User Pattern Recognition

class BehavioralAnalyzer:
    def learn_user_patterns(self, user_id: str) -> UserConversationProfile:
        """Build user-specific conversation preferences"""

        # Analyze historical thread transitions
        transitions = self.analyze_thread_transitions(user_id)

        # Calculate user-specific thresholds
        dormancy_threshold = self.calculate_dormancy_preference(transitions)
        topic_sensitivity = self.calculate_topic_switching_tolerance(transitions)

        # Learn timing patterns
        conversation_rhythms = self.analyze_conversation_timing(user_id)

        return UserConversationProfile(
            user_id=user_id,
            dormancy_threshold=dormancy_threshold,
            topic_sensitivity=topic_sensitivity,
            conversation_rhythms=conversation_rhythms,
            thread_switching_tolerance=self.calculate_switching_tolerance(transitions)
        )

Adaptive Thresholds

The system continuously adapts decision thresholds based on user behavior:

  • Similarity Thresholds: Adjust based on user correction patterns
  • Dormancy Periods: Learn individual conversation rhythm preferences
  • Topic Sensitivity: Adapt to user comfort with topic jumping
  • Context Depth: Optimize context window size for user preferences

Feedback Integration

Implicit Feedback: - Monitor conversation flow smoothness - Track user satisfaction indicators (conversation length, engagement) - Learn from natural conversation patterns

Explicit Feedback (future enhancement): - Allow users to correct thread decisions - Provide thread management preferences interface - Learn from manual thread switching patterns

Context Optimization

Token Management

class ContextOptimizer:
    def optimize_for_tokens(self, context: ConversationContext, max_tokens: int) -> ConversationContext:
        """Optimize context to fit within token limits while preserving relevance"""

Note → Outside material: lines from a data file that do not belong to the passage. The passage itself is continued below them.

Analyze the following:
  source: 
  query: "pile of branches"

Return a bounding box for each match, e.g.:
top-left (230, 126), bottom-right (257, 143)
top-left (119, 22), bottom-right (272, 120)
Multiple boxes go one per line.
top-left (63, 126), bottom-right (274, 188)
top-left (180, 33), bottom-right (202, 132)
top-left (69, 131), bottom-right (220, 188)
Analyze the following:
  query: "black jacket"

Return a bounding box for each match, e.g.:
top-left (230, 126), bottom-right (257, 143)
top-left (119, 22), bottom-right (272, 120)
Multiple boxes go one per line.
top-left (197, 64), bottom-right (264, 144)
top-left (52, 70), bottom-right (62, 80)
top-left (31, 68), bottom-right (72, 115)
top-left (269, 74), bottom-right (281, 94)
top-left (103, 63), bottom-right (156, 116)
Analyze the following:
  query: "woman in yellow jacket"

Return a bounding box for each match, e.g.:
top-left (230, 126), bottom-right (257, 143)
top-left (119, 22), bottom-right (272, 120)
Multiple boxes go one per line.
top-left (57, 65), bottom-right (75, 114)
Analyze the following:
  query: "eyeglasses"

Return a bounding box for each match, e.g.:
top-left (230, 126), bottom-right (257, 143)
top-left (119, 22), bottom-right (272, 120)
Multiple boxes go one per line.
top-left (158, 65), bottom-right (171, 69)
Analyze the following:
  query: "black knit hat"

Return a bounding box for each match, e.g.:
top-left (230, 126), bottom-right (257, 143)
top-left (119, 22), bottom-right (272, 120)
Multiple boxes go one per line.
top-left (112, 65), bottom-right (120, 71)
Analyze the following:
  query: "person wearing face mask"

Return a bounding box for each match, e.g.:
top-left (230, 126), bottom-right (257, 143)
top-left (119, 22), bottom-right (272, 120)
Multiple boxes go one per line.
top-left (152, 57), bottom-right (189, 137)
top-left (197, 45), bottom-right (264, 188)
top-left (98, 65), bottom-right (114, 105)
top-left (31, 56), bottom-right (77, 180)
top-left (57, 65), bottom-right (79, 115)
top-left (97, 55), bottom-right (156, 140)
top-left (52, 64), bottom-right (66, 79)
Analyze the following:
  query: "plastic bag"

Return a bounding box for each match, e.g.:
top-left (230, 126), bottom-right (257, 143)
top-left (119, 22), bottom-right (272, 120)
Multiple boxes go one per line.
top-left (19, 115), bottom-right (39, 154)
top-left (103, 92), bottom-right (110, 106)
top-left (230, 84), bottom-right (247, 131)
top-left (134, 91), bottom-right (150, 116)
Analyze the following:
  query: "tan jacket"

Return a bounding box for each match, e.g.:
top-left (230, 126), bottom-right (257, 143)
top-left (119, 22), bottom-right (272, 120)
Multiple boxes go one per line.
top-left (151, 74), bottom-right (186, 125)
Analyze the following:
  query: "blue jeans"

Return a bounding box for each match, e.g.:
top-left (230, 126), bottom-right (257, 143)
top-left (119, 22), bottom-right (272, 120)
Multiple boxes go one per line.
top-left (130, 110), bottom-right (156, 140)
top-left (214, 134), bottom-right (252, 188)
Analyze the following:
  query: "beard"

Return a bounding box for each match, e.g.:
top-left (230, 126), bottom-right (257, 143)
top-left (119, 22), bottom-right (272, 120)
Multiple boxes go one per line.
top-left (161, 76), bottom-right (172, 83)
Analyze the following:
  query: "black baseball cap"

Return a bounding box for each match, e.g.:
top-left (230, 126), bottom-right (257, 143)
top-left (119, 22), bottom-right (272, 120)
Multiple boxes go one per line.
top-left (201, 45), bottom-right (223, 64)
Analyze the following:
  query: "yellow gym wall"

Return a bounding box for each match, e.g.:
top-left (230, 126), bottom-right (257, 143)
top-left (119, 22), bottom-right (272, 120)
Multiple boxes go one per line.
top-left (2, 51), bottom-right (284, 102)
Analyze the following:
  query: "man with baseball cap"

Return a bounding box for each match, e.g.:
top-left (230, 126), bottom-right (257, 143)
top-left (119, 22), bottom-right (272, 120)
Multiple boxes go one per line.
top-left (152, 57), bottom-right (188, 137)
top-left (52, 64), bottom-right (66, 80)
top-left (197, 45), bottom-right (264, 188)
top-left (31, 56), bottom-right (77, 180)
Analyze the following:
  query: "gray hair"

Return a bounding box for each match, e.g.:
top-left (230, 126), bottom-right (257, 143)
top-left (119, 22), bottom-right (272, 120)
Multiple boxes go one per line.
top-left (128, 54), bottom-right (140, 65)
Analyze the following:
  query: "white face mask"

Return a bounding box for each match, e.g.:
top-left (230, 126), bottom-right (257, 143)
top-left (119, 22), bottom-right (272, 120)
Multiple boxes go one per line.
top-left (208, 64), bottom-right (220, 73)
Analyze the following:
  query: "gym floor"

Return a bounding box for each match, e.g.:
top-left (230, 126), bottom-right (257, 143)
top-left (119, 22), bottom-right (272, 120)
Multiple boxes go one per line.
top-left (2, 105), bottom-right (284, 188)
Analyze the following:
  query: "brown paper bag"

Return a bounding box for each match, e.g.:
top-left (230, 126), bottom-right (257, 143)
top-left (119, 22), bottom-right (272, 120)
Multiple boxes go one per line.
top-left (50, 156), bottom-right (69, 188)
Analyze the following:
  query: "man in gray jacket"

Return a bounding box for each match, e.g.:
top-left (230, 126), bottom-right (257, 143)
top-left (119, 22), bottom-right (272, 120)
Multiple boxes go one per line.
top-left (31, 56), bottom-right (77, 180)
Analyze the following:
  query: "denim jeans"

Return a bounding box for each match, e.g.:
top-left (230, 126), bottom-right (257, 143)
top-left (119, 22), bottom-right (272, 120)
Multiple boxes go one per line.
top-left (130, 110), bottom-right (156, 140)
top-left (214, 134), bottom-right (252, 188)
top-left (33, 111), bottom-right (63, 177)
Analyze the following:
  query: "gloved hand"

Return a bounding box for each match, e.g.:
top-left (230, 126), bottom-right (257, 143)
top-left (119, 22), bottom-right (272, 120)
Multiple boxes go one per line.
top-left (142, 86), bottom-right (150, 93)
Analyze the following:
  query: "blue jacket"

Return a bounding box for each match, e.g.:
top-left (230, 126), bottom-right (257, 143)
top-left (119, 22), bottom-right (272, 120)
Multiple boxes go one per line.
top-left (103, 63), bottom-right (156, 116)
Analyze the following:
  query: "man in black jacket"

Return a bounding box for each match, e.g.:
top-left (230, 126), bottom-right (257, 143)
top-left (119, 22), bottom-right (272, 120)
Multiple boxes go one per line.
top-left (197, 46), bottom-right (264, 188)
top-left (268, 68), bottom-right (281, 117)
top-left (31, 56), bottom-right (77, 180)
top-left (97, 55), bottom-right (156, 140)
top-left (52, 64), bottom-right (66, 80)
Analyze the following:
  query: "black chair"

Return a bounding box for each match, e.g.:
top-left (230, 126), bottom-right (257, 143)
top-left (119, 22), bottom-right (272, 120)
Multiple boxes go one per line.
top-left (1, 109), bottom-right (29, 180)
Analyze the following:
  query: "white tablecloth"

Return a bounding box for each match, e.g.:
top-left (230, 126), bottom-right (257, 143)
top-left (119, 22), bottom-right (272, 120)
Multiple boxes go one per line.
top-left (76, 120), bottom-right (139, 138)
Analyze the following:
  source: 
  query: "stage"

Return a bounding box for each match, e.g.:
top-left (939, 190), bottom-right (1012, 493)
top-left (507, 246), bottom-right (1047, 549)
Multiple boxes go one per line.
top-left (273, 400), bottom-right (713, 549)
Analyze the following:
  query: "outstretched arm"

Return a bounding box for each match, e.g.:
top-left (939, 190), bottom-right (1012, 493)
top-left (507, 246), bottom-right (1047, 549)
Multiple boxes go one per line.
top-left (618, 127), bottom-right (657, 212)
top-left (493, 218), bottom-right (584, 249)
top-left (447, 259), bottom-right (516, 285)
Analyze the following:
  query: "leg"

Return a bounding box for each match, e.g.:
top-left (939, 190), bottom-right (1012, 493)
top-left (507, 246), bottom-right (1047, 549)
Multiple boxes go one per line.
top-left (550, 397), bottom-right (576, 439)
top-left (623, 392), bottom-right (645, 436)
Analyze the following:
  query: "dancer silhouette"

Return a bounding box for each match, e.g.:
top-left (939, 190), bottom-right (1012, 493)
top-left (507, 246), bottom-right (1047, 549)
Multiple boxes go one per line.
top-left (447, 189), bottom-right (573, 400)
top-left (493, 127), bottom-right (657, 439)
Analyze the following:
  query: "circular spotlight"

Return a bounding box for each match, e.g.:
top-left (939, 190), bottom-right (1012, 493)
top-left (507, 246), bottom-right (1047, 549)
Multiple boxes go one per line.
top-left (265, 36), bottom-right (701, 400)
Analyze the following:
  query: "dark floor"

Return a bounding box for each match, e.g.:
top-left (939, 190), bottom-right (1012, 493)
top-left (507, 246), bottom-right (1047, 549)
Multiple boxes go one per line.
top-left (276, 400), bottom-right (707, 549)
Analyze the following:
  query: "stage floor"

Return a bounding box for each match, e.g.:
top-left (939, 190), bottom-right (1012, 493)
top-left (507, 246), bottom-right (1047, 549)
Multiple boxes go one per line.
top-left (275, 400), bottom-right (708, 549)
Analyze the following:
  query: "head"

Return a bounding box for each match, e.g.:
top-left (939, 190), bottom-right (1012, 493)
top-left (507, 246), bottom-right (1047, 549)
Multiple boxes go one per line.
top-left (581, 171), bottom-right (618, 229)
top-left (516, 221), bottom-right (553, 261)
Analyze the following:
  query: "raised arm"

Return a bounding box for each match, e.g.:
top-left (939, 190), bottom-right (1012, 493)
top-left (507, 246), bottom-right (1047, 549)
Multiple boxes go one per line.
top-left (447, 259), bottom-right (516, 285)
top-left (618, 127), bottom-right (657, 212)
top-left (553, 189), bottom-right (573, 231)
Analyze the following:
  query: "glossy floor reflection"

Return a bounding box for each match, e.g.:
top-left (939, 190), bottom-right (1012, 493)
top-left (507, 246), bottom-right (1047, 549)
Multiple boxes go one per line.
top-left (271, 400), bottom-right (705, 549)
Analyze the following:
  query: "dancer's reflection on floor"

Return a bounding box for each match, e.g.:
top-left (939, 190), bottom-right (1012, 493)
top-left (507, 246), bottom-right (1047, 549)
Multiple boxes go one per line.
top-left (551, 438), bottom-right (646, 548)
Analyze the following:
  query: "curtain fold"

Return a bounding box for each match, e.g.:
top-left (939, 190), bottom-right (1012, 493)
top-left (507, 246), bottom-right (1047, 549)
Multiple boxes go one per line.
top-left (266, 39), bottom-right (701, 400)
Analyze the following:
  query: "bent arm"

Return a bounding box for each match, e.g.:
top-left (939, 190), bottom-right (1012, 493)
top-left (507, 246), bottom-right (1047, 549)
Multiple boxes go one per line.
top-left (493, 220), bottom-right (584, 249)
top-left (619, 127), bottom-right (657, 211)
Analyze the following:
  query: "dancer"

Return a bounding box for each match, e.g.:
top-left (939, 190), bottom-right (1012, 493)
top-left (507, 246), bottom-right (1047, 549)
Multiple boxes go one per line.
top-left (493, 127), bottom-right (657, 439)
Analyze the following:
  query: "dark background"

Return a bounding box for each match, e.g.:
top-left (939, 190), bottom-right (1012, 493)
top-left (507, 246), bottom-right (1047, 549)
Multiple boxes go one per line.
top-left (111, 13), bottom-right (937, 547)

        # 1. Calculate current token usage
        current_tokens = self.calculate_token_count(context)

        if current_tokens <= max_tokens:
            return context

        # 2. Apply compression strategies
        compressed_context = context.copy()

        # Summarize older episodic memories
        if current_tokens > max_tokens:
            compressed_context.episodic_memories = self.summarize_episodes(
                context.episodic_memories, target_reduction=0.3
            )

        # Reduce semantic facts to most relevant
        if self.calculate_token_count(compressed_context) > max_tokens:
            compressed_context.semantic_facts = self.filter_top_facts(
                context.semantic_facts, max_facts=20
            )

        # Truncate working memory if necessary
        if self.calculate_token_count(compressed_context) > max_tokens:
            compressed_context.working_memory = self.truncate_working_memory(
                context.working_memory, max_tokens - self.calculate_base_tokens(compressed_context)
            )

        return compressed_context

Compression Strategies

Episodic Memory Compression: - Summarize older conversation segments - Preserve key emotional moments and relationship milestones - Maintain conversation flow markers

Semantic Memory Filtering: - Prioritize facts by relevance score and recency - Remove redundant or contradictory information - Preserve core user preferences and relationship context

Working Memory Optimization: - Use sliding window for recent messages - Preserve conversation objectives and emotional state - Maintain thread coherence markers

This context management system enables AICO to maintain sophisticated conversation awareness while operating efficiently on local hardware, providing the foundation for natural, relationship-aware interactions.